Spatiotemporal distribution of glia in and around the developing mouse optic tract.

In the developing mouse optic tract, retinal ganglion cell (RGC) axon position is organized by topography and laterality (i.e., eye-specific or ipsi- and contralateral segregation). Our lab previously showed that ipsilaterally projecting RGCs are segregated to the lateral aspect of the developing optic tract and found that ipsilateral axons self-fasciculate to a greater extent than contralaterally projecting RGC axons in vitro. However, the full complement of axon-intrinsic and -extrinsic factors mediating eye-specific segregation in the tract remain poorly understood. Glia, which are known to express several guidance cues in the visual system and regulate the navigation of ipsilateral and contralateral RGC axons at the optic chiasm, are natural candidates for contributing to eye-specific pre-target axon organization. Here, we investigate the spatiotemporal expression patterns of both putative astrocytes (Aldh1l1+ cells) and microglia (Iba1+ cells) in the embryonic and neonatal optic tract.
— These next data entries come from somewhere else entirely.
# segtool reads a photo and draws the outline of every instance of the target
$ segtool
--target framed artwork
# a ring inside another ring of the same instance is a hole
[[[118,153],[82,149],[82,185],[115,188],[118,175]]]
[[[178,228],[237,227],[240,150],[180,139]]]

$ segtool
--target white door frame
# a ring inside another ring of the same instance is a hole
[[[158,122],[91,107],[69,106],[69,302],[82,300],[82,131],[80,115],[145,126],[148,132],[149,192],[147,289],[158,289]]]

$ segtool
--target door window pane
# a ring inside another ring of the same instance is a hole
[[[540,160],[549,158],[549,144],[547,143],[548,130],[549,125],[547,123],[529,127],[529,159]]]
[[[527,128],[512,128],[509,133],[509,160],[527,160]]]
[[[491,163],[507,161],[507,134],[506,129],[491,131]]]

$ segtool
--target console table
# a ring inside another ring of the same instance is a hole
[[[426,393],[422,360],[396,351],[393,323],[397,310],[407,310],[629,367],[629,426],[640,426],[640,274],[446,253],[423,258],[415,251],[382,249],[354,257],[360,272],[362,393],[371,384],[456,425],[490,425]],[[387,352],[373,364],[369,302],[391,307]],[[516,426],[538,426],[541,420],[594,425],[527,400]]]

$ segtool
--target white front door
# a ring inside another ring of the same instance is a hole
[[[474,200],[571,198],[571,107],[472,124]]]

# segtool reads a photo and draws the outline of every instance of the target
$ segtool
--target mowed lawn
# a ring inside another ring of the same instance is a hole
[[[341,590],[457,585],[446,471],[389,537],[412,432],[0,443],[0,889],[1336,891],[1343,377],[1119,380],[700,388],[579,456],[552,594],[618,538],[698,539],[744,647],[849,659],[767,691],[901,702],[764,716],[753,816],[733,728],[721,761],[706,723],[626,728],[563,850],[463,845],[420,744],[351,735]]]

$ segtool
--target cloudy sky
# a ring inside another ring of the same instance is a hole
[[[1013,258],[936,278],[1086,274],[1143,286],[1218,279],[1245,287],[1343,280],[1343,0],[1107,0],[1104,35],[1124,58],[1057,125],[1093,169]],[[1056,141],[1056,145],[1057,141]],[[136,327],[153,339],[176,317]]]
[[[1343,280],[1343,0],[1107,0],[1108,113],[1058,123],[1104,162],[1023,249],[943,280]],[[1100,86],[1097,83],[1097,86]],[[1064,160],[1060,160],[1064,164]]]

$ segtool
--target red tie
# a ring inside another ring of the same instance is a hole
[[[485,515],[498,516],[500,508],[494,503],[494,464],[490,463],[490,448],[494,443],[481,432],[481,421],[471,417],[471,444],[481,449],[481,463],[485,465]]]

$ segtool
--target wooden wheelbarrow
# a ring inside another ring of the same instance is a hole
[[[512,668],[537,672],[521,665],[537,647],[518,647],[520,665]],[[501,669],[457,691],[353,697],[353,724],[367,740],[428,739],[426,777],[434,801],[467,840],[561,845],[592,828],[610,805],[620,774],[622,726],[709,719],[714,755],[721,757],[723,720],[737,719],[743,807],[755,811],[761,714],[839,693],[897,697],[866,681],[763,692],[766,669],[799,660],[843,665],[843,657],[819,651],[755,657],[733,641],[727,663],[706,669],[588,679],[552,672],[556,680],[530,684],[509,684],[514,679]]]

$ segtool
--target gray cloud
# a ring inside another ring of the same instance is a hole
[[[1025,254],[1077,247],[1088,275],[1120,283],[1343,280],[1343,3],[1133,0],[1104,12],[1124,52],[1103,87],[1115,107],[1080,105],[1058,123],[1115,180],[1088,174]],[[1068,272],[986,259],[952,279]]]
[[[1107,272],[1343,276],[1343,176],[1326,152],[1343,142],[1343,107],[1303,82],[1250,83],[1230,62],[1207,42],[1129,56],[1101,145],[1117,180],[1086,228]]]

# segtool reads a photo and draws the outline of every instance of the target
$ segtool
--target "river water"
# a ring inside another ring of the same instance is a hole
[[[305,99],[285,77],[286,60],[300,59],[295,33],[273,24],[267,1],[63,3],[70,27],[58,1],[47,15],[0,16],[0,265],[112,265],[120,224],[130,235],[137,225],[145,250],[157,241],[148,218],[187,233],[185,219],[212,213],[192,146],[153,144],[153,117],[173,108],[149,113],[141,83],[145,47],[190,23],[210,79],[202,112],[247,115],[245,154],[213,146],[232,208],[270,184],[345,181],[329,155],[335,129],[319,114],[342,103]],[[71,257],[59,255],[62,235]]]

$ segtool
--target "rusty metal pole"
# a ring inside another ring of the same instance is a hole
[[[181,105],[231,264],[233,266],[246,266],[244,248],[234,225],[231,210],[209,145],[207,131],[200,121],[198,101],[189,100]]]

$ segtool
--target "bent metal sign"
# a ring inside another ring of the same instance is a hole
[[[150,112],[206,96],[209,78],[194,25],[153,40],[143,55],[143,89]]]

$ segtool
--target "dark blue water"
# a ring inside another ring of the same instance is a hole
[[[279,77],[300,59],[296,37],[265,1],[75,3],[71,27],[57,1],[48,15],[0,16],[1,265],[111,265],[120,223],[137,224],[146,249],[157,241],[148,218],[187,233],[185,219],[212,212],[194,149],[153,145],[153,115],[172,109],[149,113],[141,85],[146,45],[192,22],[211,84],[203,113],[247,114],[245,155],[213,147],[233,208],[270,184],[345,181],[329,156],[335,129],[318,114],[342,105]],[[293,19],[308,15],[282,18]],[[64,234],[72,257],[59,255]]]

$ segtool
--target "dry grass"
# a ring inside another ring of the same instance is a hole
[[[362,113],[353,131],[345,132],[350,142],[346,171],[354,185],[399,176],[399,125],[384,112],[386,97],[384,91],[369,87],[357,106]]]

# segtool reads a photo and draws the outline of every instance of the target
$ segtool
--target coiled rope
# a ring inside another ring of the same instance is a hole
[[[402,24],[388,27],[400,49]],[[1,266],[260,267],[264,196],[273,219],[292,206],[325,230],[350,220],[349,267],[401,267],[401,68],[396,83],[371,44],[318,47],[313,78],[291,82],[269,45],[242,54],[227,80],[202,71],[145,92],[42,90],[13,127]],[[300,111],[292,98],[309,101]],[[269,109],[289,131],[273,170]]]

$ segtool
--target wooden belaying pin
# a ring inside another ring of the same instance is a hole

We quantified the localization of ipsilateral RGC axons to the lateral two-thirds of the optic tract and analyzed glia position and distribution relative to eye-specific axon organization. While our results indicate that glial segregation patterns do not strictly align with eye-specific RGC axon segregation in the tract, we identify distinct spatiotemporal organization of both Aldh1l1+ cells and microglia in and around the developing optic tract. These findings inform future research into molecular mechanisms of glial involvement in RGC axon growth and organization in the developing retinogeniculate pathway.